When Rick Carlisle switched Vince Carter for Delonte West in the starting lineup, he mentioned how unstable the off-guard spot in Dallas' starting lineup has been since his tenure. From playing small forwards out of position (Josh Howard, Caron Butler), using the sixth man (Jason Terry), and plugging in one way players (DeShawn Stevenson, J.J. Barea) the Mavs have seen quite the mix of starting two's in Carlisle's time in Dallas.
And by all accounts, Delonte West might be the most complete player of the bunch.
West's season will never be noticed by national pundits or casual observers, after all, the Mavs are an ugly 1-4 after being run out of the gym by Miami and Denver, hearbroken by Kevin Durant and Oklahoma City and laid waste by Ricky Rubio's coming out party. There isn't much to Dallas to watchers outside of diehard fans/NBA writers other than their horrible start both offensively and defensively. It's hard to praise the play of an individual when the team has been just so bloody awful. But West deserves the one ray of light cracking through the rubble.
He's provided Dallas something it didn't have at the off-guard starting spot all of last year: two-way play. While Stevenson and Barea both had their merits, neither featured a well-rounded game. Stevenson was defensively focused (with a surprising three-point shot) and Barea was all offense, the Mavs only true penetrator in pick and roll situations. West is a combination of the two.
His shooting percentage's aren't sparkling in either normal or advanced metrics, but he's getting to the rim right now than he has at any point of his career. And not only is he getting to the rim (three shots per game according to HoopData) but he's also finishing well, shooting 66.7 percent. That has to do with being in a better situation and having better offensive post players then he had in Cleveland and Boston, his two biggest playing time destinations.
His ability to run the pick and roll much like Barea has given the Maverick's starters a welcome boost for the first seven minutes that Carlisle gives West before subbing him in for Jason Terry. His assist rates have been solid throughout his career and this year is no exception. West's passing never catches attention because he lacks the flashy assists that lead to lob dunks or transition magic. But he consistently makes the right pass, the right play in a pick and roll and sometimes, that's a far more valuable trait. In such a short time, West looks completely comfortable working the two-man game with Dirk, realizing when to turn the corner hard and get to the rim, when to drop it off to Dirk, or when the play has been blown up and then in turn set a screen for Dirk to find himself open for a corner three or short 18-footer.
Defensively, West possesses less size than Stevenson, but makes up for it with surprising strength and smarts. West's defensive fundamentals are sound, shuffling his feet and keeping his man in front of him on dribble drives, something most of the other Maverick guards can't say. He flat out works and his strength was showed off in the Miami game, as Dwyane Wade tried to post up West multiple times and West was fighting and holding his ground. Wade is a spectacular post player for a guard thanks to his craft footwork and considerable upper-body strength for a two-guard, but there was West, not budging. Wade got to him a few times but that speaks more to Wade's brilliance then any defensive limitations on West's part. West still has a ways to go on defensive rotations to the corner, but there's no reason he can't pick that part up. He's also quite the thief, using his smarts and solid footwork and hands to put himself in positions of creating turnovers. His 1.8 steals per game are only second to Jason Kidd.

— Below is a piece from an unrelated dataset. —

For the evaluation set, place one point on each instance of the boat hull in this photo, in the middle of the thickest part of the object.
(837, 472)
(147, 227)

Which is why it's currently hard to take that West only grabs about 22 minutes per game, while Jason Terry and Jason Kidd close out games. It's hard to want to take away Kidd and Terry's play down the stretch, the two just won an NBA title thanks to their steller guard play to close out games, but clearly something will have to change as the Mavs don't have the personell to make up for Kidd and Terry's limitations when playing together. One of our own, j0Shi, has kept track of the Kidd/Terry backcourt and it isn't pretty. Right now when the group is on the floor, the Mavs defensive efficiency is a putrid 133.14 (that's points allowed per 100 possessions). Right now, the slow feet of Kidd and Terry can't be erased by Tyson Chandler, as now more than ever, the Mavericks need better individual defenders as the team defense suffers without its anchor.
Perhaps that night will be tonight, with Dallas on the second night of a back-to-back against the scary guard matchup of OKC. In the condensed schedule, West deserves his chance. The Maverick's aren't last year's team, so trying last year's formula might not work a second time around. West can help with that, on both ends, perhaps more than anyone else on the roster.